L’amore e la violenza non sono poi così incompatibili o opposti come certi cliché raccontano. Non mi riferisco certo alle costanti tragedie che le cronache ci scodellano ogni giorno, ma a questo nuovo album di Francesco Bianconi e dei suoi sodali, una delle realtà più vivide e personali della musica d’autore italiana di questi ultimi anni.
Se nel primo volume la band sviscerava la relazione fra i due ambiti inabissandosi in un fascinoso mix crepuscolare, qui è concentrata quasi esclusivamente sull’amore, inteso ovviamente in tutte le sue infinite declinazioni. E se nell’album precedente il sound non disdegnava coraggiose immersioni sperimentali, qui tutto (o quasi) suona più semplice, lineare, d’impatto immediato. Ma l’amore ha a sua volta risvolti narrativi scuri, dolorosi e drammatici. Chiunque abbia amato sul serio lo sa, e basta un ascolto per realizzare che è soprattutto di questo che Bianconi e i suoi cantano…

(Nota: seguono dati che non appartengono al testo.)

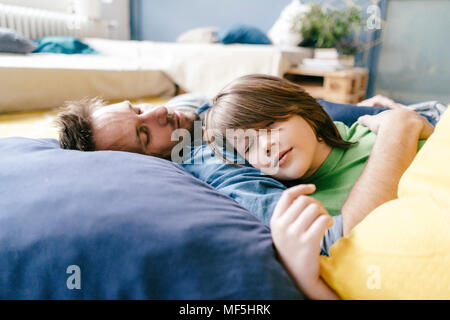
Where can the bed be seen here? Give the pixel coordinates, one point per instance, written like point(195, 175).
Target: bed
point(132, 70)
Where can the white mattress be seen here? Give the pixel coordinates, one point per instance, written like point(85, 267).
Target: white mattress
point(41, 81)
point(206, 67)
point(134, 69)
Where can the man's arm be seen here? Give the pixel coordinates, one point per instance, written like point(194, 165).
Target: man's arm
point(398, 132)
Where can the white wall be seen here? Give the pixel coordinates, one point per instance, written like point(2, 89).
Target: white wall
point(117, 12)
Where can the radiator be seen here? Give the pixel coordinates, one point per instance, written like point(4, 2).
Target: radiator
point(36, 23)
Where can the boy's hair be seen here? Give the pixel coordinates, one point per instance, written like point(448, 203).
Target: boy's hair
point(254, 101)
point(74, 124)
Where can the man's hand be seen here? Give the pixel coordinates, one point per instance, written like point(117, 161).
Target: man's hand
point(381, 101)
point(391, 118)
point(298, 224)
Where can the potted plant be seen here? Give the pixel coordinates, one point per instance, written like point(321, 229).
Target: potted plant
point(330, 29)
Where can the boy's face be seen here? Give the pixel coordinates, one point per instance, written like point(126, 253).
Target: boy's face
point(290, 149)
point(145, 128)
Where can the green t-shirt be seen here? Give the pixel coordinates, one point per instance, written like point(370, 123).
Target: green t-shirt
point(337, 175)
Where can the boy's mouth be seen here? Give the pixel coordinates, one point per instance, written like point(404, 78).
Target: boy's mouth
point(283, 157)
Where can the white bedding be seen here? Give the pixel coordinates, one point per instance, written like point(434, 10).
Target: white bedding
point(132, 70)
point(206, 67)
point(42, 81)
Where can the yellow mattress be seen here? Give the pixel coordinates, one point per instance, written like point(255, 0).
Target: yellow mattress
point(40, 124)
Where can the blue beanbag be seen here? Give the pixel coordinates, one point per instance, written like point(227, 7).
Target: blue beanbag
point(116, 225)
point(64, 45)
point(242, 33)
point(12, 42)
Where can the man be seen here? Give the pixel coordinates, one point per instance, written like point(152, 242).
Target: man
point(89, 125)
point(147, 129)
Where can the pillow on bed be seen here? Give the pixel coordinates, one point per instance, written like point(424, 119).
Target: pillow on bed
point(130, 226)
point(198, 35)
point(12, 42)
point(64, 45)
point(242, 33)
point(402, 249)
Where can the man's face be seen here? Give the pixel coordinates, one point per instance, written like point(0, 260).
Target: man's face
point(145, 128)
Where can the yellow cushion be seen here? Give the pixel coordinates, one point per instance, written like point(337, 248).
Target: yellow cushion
point(402, 249)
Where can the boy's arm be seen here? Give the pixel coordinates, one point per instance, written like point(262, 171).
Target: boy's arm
point(298, 224)
point(398, 132)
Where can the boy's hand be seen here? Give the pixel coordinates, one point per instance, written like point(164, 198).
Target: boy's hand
point(392, 119)
point(298, 224)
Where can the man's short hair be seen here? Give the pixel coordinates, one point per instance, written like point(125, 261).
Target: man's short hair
point(74, 124)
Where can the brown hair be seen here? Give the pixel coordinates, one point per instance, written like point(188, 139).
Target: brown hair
point(254, 101)
point(75, 124)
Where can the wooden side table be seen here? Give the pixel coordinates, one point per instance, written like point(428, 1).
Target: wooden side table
point(342, 86)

Detto questo l’album appare nelle sonorità più pop e immediato del precedente. Pur mantenendo l’approccio elettronico, i Baustelle perdono un po’ di coraggio avanguardista, ma guadagnano in immediatezza e forza comunicativa; del resto il sottotitolo - “dodici nuovi pezzi facili” – la dice lunga.
Sommando il tutto direi che questo il ottavo album del trio toscano (cui va aggiunto un live) resta più che mai un punto di riferimento dell’indie-rock italico, ma ha smesso definitivamente i panni del gruppo di culto, per indossare quelli della band d’alta classifica: ma si tratta solo di una nuova tappa di una maturazione espressiva, non di un tradimento.